Closed talvera98 closed 3 years ago
Hi @talvera98,
looks like the encoding of your text files is still broken. Is the original source of the text files publicly available?
This issue iby @talvera98 is real. I also tried several texts and it returned the error above. @severinsimmler @mromanello @reckart @thvitt
Please make sure your text files are UTF-8 encoded, @tobimichigan.
@severinsimmler , I later ran(python topicsexplorer.py --browser) with pipenv and it ran successfully. It wasn't about UTF8 encoded.
Hello,
I'm working at a project where we want to use digital methods to analyse a corpus of German texts.
Unfortunately, I cannot upload the corpus to Dariah.

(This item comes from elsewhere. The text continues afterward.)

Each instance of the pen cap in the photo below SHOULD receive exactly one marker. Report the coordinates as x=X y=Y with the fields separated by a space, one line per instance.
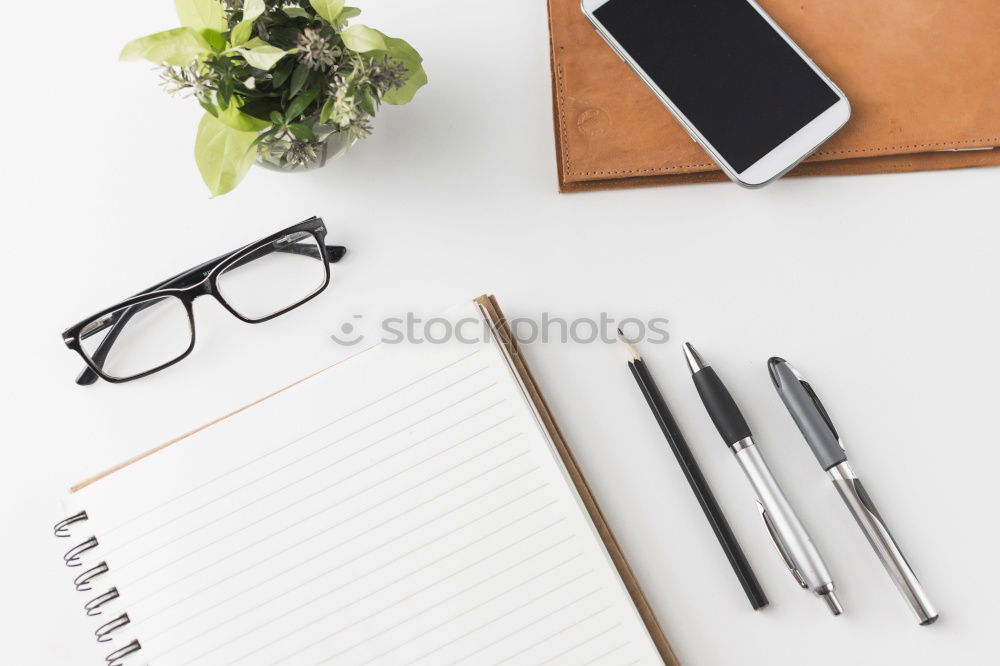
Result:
x=721 y=406
x=808 y=413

If I upload any of the prepared corpora available on TextGrid Repository, there is no problem; the program runs normally and shows the results. So it has to be a problem with my corpus, I guess. But the corpus is a plain text file and on Dariah it says it's possible to work with any of them. A professor at my university suggested to change the coding of the text file from Windows to Unicode UTF-8. I tried that but it didn't change anything; the Topics Explorer still doesn't accept the file.
I attach a screenshot of the error message and the two text files I tried it with (In Windows coding).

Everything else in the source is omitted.